1. An intermittent variable-current constant-voltage charging method for a storage battery is characterized by comprising the following steps: first, a first charging current (i)_a1) Charging the accumulator for a first charging time (t)_a1) Then stopping for a first stop time (t)_b1) Then with a second charging current (i)_a2) Charging the accumulator for a second charging time (t)_a2) Then stopping for a second stop time (t)_b2) Then with a third charging current (i)_a3) Charging the accumulator for a third charging time (t)_a3) Then stop for a third stop time (t)_b3) And repeatedly circulating for a plurality of times.

2. The intermittent variable-current constant-voltage charging method for the storage battery as claimed in claim 1, wherein: after being intermittently charged four times, the battery is charged with a fifth charging voltage (u)_a5) And carrying out constant voltage charging, and stopping charging after the constant voltage charging is carried out to a certain electric quantity.

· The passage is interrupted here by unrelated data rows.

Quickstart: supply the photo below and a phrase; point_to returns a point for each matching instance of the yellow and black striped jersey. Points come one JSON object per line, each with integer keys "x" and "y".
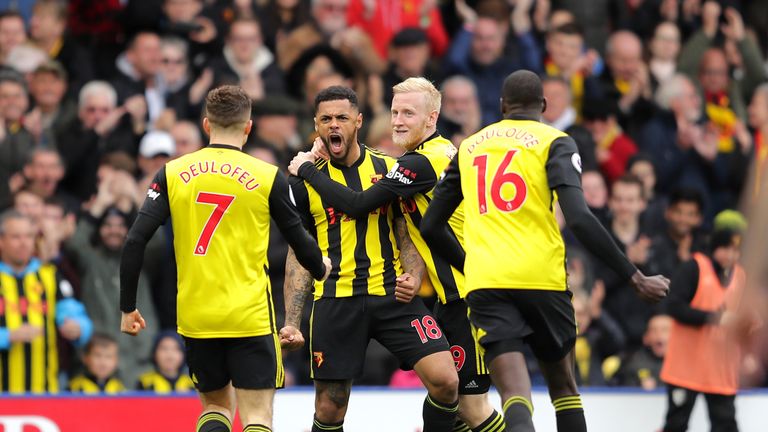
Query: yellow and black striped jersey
{"x": 411, "y": 180}
{"x": 34, "y": 298}
{"x": 363, "y": 251}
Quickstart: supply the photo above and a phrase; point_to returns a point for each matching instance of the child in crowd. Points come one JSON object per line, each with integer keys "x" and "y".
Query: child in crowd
{"x": 168, "y": 374}
{"x": 101, "y": 360}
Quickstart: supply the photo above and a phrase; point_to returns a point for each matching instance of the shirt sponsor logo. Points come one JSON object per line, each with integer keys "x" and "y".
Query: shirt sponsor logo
{"x": 401, "y": 174}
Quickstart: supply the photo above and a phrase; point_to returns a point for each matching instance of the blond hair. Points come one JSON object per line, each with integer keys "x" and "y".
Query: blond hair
{"x": 420, "y": 85}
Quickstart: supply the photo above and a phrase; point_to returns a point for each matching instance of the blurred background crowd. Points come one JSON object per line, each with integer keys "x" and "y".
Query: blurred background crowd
{"x": 666, "y": 99}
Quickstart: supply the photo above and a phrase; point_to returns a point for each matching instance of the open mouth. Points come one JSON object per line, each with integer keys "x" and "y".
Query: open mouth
{"x": 335, "y": 143}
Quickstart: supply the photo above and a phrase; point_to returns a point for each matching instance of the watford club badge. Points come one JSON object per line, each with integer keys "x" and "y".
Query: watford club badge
{"x": 318, "y": 357}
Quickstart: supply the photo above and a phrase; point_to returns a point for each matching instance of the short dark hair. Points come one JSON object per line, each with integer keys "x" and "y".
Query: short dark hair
{"x": 99, "y": 340}
{"x": 632, "y": 179}
{"x": 569, "y": 28}
{"x": 686, "y": 195}
{"x": 523, "y": 90}
{"x": 227, "y": 106}
{"x": 336, "y": 93}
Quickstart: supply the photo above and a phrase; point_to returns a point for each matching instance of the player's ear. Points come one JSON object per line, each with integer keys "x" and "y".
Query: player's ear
{"x": 206, "y": 126}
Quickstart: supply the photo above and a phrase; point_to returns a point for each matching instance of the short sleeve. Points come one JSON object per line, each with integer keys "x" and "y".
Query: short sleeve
{"x": 563, "y": 163}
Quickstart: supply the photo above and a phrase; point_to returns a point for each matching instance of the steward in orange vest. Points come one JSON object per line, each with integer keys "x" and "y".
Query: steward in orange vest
{"x": 701, "y": 357}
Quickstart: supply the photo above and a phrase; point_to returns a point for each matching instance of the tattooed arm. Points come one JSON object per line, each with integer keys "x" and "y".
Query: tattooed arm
{"x": 298, "y": 285}
{"x": 409, "y": 282}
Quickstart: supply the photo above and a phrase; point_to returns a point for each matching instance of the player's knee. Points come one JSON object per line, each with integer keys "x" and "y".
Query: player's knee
{"x": 443, "y": 385}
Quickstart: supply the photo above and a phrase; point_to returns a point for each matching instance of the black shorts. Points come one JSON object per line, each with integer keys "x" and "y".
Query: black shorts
{"x": 467, "y": 355}
{"x": 249, "y": 363}
{"x": 507, "y": 318}
{"x": 342, "y": 327}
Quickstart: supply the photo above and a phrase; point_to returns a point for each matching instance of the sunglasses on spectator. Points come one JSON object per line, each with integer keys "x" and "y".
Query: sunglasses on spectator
{"x": 179, "y": 61}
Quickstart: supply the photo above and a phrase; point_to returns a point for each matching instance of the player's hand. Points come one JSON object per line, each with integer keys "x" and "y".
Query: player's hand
{"x": 24, "y": 333}
{"x": 291, "y": 338}
{"x": 407, "y": 287}
{"x": 299, "y": 160}
{"x": 328, "y": 266}
{"x": 319, "y": 150}
{"x": 650, "y": 288}
{"x": 70, "y": 329}
{"x": 132, "y": 323}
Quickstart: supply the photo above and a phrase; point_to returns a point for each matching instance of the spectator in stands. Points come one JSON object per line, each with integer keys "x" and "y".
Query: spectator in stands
{"x": 599, "y": 337}
{"x": 328, "y": 25}
{"x": 12, "y": 33}
{"x": 614, "y": 148}
{"x": 191, "y": 21}
{"x": 32, "y": 320}
{"x": 96, "y": 245}
{"x": 139, "y": 69}
{"x": 186, "y": 135}
{"x": 681, "y": 239}
{"x": 155, "y": 149}
{"x": 16, "y": 143}
{"x": 382, "y": 20}
{"x": 460, "y": 109}
{"x": 664, "y": 48}
{"x": 700, "y": 59}
{"x": 626, "y": 80}
{"x": 567, "y": 59}
{"x": 477, "y": 52}
{"x": 101, "y": 128}
{"x": 641, "y": 368}
{"x": 101, "y": 360}
{"x": 275, "y": 127}
{"x": 626, "y": 204}
{"x": 758, "y": 120}
{"x": 408, "y": 57}
{"x": 561, "y": 115}
{"x": 248, "y": 63}
{"x": 52, "y": 113}
{"x": 47, "y": 29}
{"x": 596, "y": 195}
{"x": 652, "y": 219}
{"x": 701, "y": 357}
{"x": 168, "y": 374}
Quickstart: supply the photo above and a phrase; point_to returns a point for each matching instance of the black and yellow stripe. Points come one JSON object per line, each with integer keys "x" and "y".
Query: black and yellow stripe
{"x": 213, "y": 417}
{"x": 364, "y": 252}
{"x": 567, "y": 403}
{"x": 30, "y": 299}
{"x": 518, "y": 400}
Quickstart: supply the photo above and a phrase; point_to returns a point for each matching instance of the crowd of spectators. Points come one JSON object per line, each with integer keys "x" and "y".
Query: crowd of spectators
{"x": 666, "y": 99}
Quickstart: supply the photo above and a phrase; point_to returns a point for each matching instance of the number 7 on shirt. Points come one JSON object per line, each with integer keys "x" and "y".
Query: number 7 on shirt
{"x": 222, "y": 203}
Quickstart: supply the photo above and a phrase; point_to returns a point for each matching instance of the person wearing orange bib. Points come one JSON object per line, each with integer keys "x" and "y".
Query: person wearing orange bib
{"x": 701, "y": 357}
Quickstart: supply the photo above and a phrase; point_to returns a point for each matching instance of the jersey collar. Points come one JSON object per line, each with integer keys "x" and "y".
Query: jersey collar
{"x": 226, "y": 146}
{"x": 431, "y": 137}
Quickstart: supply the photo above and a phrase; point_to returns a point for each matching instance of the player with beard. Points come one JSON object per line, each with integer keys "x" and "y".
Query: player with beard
{"x": 363, "y": 298}
{"x": 415, "y": 109}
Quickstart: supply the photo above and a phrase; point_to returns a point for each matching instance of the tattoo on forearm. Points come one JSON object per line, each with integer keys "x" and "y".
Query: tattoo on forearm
{"x": 298, "y": 285}
{"x": 409, "y": 256}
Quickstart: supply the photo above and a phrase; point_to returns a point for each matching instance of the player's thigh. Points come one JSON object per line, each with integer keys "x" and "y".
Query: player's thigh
{"x": 255, "y": 406}
{"x": 255, "y": 363}
{"x": 339, "y": 336}
{"x": 498, "y": 323}
{"x": 466, "y": 352}
{"x": 207, "y": 363}
{"x": 551, "y": 316}
{"x": 407, "y": 330}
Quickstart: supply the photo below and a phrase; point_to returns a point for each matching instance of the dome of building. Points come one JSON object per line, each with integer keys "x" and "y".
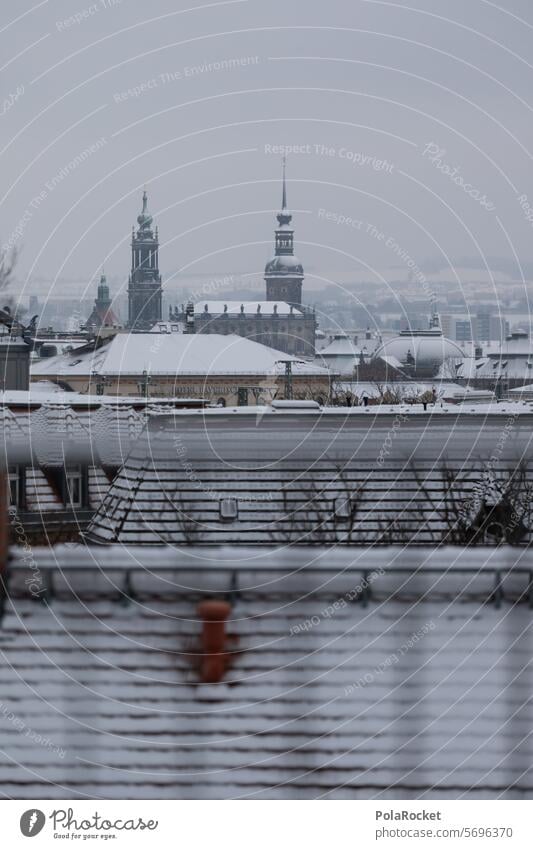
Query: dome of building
{"x": 284, "y": 264}
{"x": 422, "y": 350}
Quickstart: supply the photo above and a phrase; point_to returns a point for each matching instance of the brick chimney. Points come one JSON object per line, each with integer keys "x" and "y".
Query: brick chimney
{"x": 4, "y": 522}
{"x": 214, "y": 658}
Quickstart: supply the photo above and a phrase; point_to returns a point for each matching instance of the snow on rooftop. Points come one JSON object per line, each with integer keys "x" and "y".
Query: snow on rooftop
{"x": 302, "y": 712}
{"x": 176, "y": 354}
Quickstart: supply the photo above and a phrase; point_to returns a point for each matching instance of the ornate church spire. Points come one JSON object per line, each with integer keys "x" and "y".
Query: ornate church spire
{"x": 144, "y": 290}
{"x": 284, "y": 273}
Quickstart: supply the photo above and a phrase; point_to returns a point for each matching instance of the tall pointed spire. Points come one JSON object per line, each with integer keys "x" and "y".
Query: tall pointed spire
{"x": 284, "y": 273}
{"x": 284, "y": 217}
{"x": 144, "y": 220}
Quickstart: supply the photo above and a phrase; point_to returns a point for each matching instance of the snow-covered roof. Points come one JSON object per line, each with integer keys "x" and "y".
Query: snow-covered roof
{"x": 175, "y": 354}
{"x": 340, "y": 346}
{"x": 423, "y": 692}
{"x": 426, "y": 348}
{"x": 289, "y": 467}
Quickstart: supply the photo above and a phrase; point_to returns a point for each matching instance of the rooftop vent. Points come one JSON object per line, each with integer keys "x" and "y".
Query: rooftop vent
{"x": 295, "y": 405}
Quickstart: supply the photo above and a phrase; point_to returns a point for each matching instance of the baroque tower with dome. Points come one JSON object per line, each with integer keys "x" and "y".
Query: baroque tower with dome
{"x": 144, "y": 287}
{"x": 280, "y": 321}
{"x": 284, "y": 273}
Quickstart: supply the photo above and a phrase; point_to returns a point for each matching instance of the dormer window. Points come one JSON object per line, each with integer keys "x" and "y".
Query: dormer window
{"x": 228, "y": 509}
{"x": 343, "y": 507}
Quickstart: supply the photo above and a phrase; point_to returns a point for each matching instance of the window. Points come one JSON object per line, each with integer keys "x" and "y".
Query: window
{"x": 16, "y": 486}
{"x": 343, "y": 507}
{"x": 74, "y": 486}
{"x": 228, "y": 509}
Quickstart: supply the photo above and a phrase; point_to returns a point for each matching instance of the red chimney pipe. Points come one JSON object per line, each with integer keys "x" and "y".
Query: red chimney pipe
{"x": 4, "y": 522}
{"x": 213, "y": 613}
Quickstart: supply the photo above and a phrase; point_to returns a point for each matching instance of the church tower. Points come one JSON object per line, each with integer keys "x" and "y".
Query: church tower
{"x": 284, "y": 273}
{"x": 144, "y": 288}
{"x": 102, "y": 315}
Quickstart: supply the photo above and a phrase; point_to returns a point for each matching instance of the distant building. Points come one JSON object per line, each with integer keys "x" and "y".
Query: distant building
{"x": 420, "y": 353}
{"x": 505, "y": 367}
{"x": 280, "y": 321}
{"x": 482, "y": 327}
{"x": 222, "y": 369}
{"x": 102, "y": 315}
{"x": 144, "y": 288}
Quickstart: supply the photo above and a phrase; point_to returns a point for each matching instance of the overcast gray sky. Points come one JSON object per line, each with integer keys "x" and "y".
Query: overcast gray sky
{"x": 190, "y": 97}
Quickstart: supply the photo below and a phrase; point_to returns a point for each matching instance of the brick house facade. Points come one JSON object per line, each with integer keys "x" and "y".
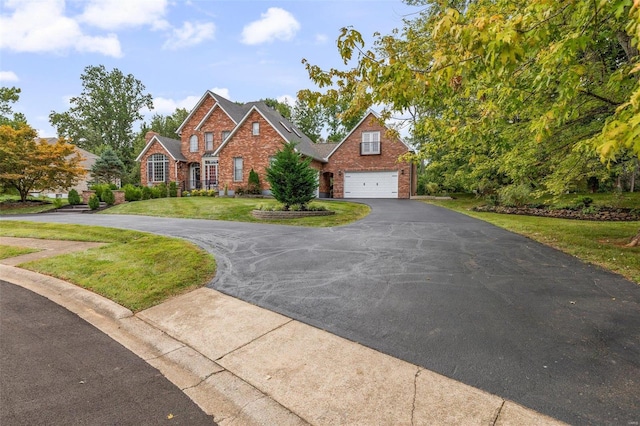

3. The intermittent variable-current constant-voltage charging method for the storage battery as claimed in claim 2, wherein: a first charging current (i)_a1) Greater than the second charging current (i)_a2) Second charging current (i)_a2) Greater than the third charging current (i)_a3)。

4. A method of intermittently variable-current constant-voltage charging a secondary battery as claimed in claim 3, wherein: a first charging current (i)_a1) 0.13-0.25C A, second charging current (i)_a2) 0.075-0.125C A, third charging current (i)_a3) 0.035-0.0625C A, fourth charging current (i)_a4) 0.01-0.03C A, fifth charging voltage (u)_a5) Is 13.5-14.1 v.

5. The intermittent variable-current constant-voltage charging method for the storage battery as claimed in claim 5, wherein: a first charging current (i)_a1) 0.13A, second charging current (i)_a2) 0.075A, third charging current (i)_a3) 0.035A, a fourth charging current (i)_a4) 0.01A, fifth charging voltage (u)_a5) Was 13.5 v.